The sparrow has found a house
and the swallow a nest where she may lay her young;
by the side of your altars, O LORD of hosts, my King and my God.
This put me in mind of two things at once. One was the chapel, just outside the sanctuary where we were reading this Psalm. One morning, for the early service (held in the small chapel), I'd heard the birds in the eaves, singing up the morning. The acoustics made it sound like they were inside the building, not outside, and these verses sprang to mind. But the other occassion was more recent.
Houston (where I live) is anything but a beautiful city. It's all concrete and freeways and telephone lines and commercial buildings, with lots of trees, but mostly in neighborhoods. Much of it was, until as recently as 50 years ago, farmland, and a great many more trees than stand today. People forget, but the birds remember. At one of the large intersections I have to travel through almost every day, the birds gather at dusk. They gather, not in trees, but on telephone lines. It seems they've always gathered there, and the presence of a freeway and a major cross street (six lanes, and a six lane free way with 6 lanes of feeder road) doesn't deter them. Nor does the absence of trees. They gather around the freeway, on the telephone lines, and it's fairly clear they are communicating with each other: taking count, if you will, of who is present. They will sit and chatter and move about purposefully, and generally seem to be settling in and making sure all are accounted for. I don't know that they spend the night there, but they are very regular about showing up at sunset.

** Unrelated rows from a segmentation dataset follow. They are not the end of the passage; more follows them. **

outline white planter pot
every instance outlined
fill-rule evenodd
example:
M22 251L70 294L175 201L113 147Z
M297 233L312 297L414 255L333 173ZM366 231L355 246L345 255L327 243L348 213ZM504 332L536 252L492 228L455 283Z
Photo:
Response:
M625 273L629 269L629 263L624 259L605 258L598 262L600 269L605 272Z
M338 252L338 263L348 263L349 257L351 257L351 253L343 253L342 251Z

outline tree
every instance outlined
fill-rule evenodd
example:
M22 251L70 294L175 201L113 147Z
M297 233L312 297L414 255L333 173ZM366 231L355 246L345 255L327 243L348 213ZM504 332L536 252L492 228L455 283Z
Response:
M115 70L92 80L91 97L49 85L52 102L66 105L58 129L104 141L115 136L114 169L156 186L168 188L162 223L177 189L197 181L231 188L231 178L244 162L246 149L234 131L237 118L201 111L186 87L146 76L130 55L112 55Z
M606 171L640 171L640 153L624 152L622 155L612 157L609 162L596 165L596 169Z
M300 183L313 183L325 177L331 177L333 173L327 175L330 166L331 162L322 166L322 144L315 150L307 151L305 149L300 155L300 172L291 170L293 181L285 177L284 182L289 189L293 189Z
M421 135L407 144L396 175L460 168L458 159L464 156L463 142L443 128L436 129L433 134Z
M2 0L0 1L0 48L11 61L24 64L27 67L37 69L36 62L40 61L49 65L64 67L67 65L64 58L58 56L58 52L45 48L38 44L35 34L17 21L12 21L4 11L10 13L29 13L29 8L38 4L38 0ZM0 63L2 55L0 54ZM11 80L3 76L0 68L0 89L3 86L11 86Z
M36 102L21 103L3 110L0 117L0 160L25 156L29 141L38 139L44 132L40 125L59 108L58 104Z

Which is coming earlier this time of year, so I'm more likely to see them. And recntly they've put me in mind of Psalm 84, too. Until the vision of Ezekiel, or so, God's dwelling place, for the Hebrews, was in the Temple at Jerusalem. After the Exile, and especially Ezekiel's shattering vision of God's throne-chariot, God had no fixed place in creation. So while the psalm puts us in mind of churches and sanctuaries and synagogues, it ain't, as another song says, necessarily so. It isn't otherwise, either. The birds outside the chapel that morning made the presence of the Creator seem more...present. But the birds on those wires, who are, in their way, free, lends a certain freedom to the Creator, too. One worth seeing in the everyday world.